第16話 春の章(4)

「アーラのこと、常に見守ってるって、司祭様が仰ったでしょ。忘れちゃったかな?」

「見てたの?」

「うん。毎日、君のことを見ていたよ」


 その言葉を聞いた途端、私の心の中でピンと張りつめていた糸のようなものが、急に緩んだような気がした。


 そっか。そうだよね。司祭様は、見守ってると仰ってくださったのだった。フリューゲルだって、こうやって来てくれたわけだし、私は一人じゃないんだよね。

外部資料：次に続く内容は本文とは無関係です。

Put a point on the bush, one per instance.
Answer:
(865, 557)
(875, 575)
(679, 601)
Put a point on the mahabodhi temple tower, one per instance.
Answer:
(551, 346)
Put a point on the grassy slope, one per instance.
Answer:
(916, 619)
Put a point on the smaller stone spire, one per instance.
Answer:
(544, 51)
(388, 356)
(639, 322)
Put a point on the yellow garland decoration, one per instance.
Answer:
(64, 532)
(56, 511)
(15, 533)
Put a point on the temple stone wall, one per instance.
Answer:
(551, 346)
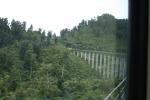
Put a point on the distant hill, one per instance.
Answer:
(104, 33)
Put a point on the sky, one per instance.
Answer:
(55, 15)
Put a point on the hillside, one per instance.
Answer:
(105, 33)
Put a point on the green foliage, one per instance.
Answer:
(35, 65)
(105, 33)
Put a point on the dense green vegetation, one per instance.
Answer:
(35, 65)
(105, 33)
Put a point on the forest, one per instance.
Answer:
(37, 65)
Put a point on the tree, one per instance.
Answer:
(17, 29)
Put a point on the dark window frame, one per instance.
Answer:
(137, 70)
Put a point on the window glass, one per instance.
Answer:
(63, 49)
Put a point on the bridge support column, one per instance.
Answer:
(81, 54)
(77, 53)
(100, 64)
(93, 55)
(113, 66)
(124, 67)
(89, 58)
(104, 66)
(96, 65)
(108, 66)
(116, 66)
(85, 55)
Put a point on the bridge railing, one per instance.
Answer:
(108, 64)
(119, 92)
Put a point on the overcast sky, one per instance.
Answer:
(55, 15)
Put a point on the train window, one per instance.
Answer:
(70, 49)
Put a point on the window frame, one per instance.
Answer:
(138, 48)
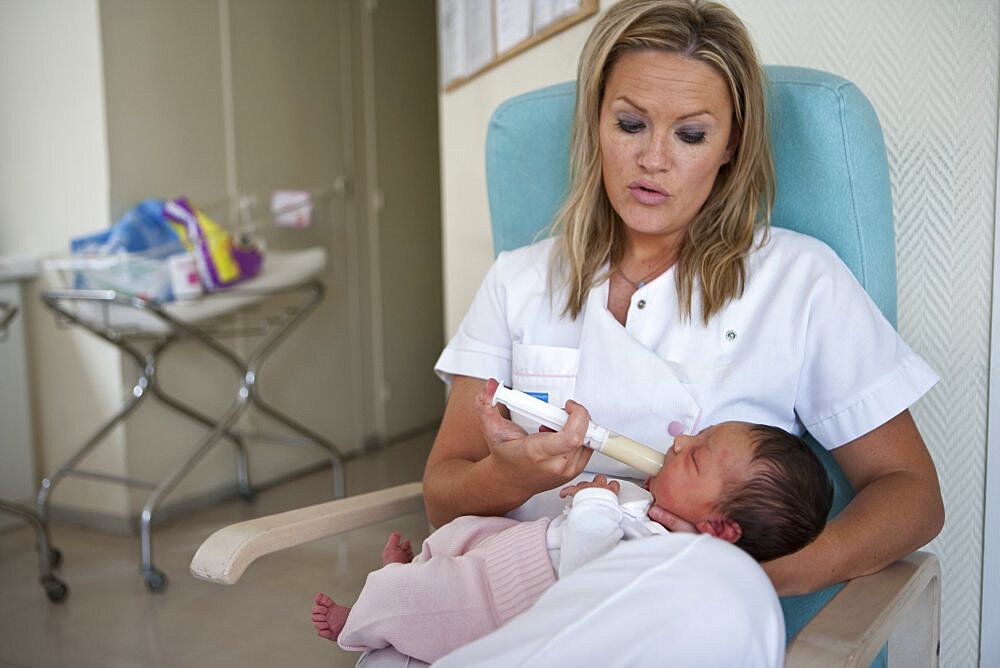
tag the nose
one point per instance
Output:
(655, 153)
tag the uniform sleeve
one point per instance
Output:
(482, 346)
(592, 528)
(857, 371)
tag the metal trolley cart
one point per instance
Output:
(48, 556)
(144, 329)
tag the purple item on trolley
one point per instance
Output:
(221, 263)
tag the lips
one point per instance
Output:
(647, 193)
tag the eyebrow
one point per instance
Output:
(643, 110)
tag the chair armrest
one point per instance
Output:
(899, 605)
(225, 554)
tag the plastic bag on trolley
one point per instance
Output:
(130, 256)
(147, 252)
(222, 260)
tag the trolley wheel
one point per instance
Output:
(55, 589)
(155, 579)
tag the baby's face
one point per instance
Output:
(698, 469)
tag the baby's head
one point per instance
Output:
(753, 485)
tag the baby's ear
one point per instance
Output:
(724, 528)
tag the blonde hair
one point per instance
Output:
(717, 242)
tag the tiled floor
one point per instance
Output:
(111, 620)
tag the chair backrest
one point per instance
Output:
(832, 173)
(832, 183)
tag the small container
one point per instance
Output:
(184, 279)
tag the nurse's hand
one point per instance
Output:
(534, 462)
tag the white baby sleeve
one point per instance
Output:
(592, 528)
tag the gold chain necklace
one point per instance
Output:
(638, 285)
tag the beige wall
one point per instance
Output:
(930, 69)
(464, 115)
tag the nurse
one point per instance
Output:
(665, 304)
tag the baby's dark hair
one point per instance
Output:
(783, 505)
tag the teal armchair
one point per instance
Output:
(832, 183)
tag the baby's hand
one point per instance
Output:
(600, 480)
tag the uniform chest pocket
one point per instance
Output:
(694, 374)
(545, 372)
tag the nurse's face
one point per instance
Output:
(665, 130)
(699, 469)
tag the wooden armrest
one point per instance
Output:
(899, 605)
(225, 554)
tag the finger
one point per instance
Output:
(495, 427)
(579, 418)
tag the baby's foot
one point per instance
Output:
(397, 550)
(328, 617)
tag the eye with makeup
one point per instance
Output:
(691, 136)
(630, 125)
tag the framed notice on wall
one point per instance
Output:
(475, 35)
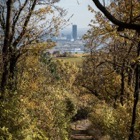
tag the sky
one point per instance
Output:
(79, 8)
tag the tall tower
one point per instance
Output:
(74, 32)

 本当は、慣れない下界での生活はいつまで続くのだろうと考え始めると、答えが見つからなくて、眠れない夜もあったりした。私一人が、真っ暗な闇の中で立ち尽くしてしまって、みんなに置いていかれたような、そんな気がしていた。


 でも、そんなことを考えていたなんて、なんだか格好悪くて言いたくないから、つい何でも無いふりをする。

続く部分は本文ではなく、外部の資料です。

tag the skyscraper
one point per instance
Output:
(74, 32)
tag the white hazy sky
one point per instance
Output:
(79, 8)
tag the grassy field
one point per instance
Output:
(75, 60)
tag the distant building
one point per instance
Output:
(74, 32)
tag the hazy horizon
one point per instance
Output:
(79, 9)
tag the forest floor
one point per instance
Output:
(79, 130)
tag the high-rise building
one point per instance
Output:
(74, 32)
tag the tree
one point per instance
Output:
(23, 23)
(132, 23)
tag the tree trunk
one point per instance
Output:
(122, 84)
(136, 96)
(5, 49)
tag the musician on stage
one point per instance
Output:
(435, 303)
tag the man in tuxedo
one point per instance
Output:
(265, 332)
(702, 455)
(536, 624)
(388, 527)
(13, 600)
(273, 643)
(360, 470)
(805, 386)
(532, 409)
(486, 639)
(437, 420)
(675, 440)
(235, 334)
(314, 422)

「ふ~ん。でも、フリューゲルも来られるなら、なんでもっと早く来なかったのよ?」

「できることなら、僕も君の近くで少しでも役に立ちたいと思ったよ。でも、下界の生活に慣れるためにも、一カ月くらいは君一人で頑張らなきゃいけないって、司祭様に言われたんだ」

「そう。司祭様のお考えなら、仕方ないわね」

「うん。だから僕は、毎日君を見守ることしかできなかった。でも、今日やっと司祭様から僕も下界に行くお許しを頂けたんだ」

「そっか。そうだったの。じゃ、これからはあなたもこっちで学ぶの? あなたのここでの名前はなんて言うの?」


 前のめりに問いかける私の言葉に、フリューゲルはまた俯いてしまう。


「学ぶのは君だけ」


 フリューゲルの答えを聞いて、私はあからさまに肩を落とした。


 もう、一人じゃない。二人ならなんとかなるかもしれない。そう思ったのに。


 フリューゲルの話をきいて、また少しだけ気持ちが重たくなった。結局、学ぶことは私の定めなのだろうか。大樹は私に何を学ばせたいのだろうか。


 重たい気持ちを表すように、ジトリとした視線をフリューゲルに向け、私は口を開く。


「じゃあ、あなたはこっちで何をするの?」

「これから君が、僕と話したいと思った時に話し相手になる……僕ができるのはそれだけなんだ」

「そう……なの」


 フリューゲルの答えに、言葉が重たくなる。そんな私の言葉に押し潰されるかのように、フリューゲルは項垂れた。


「ごめん。僕、何の役にも立たないね」

「そんなこと……」


 咄嗟に出た言葉だったが、それが口をついて出た事で、私は自分の気持ちを切り替える事が出来た。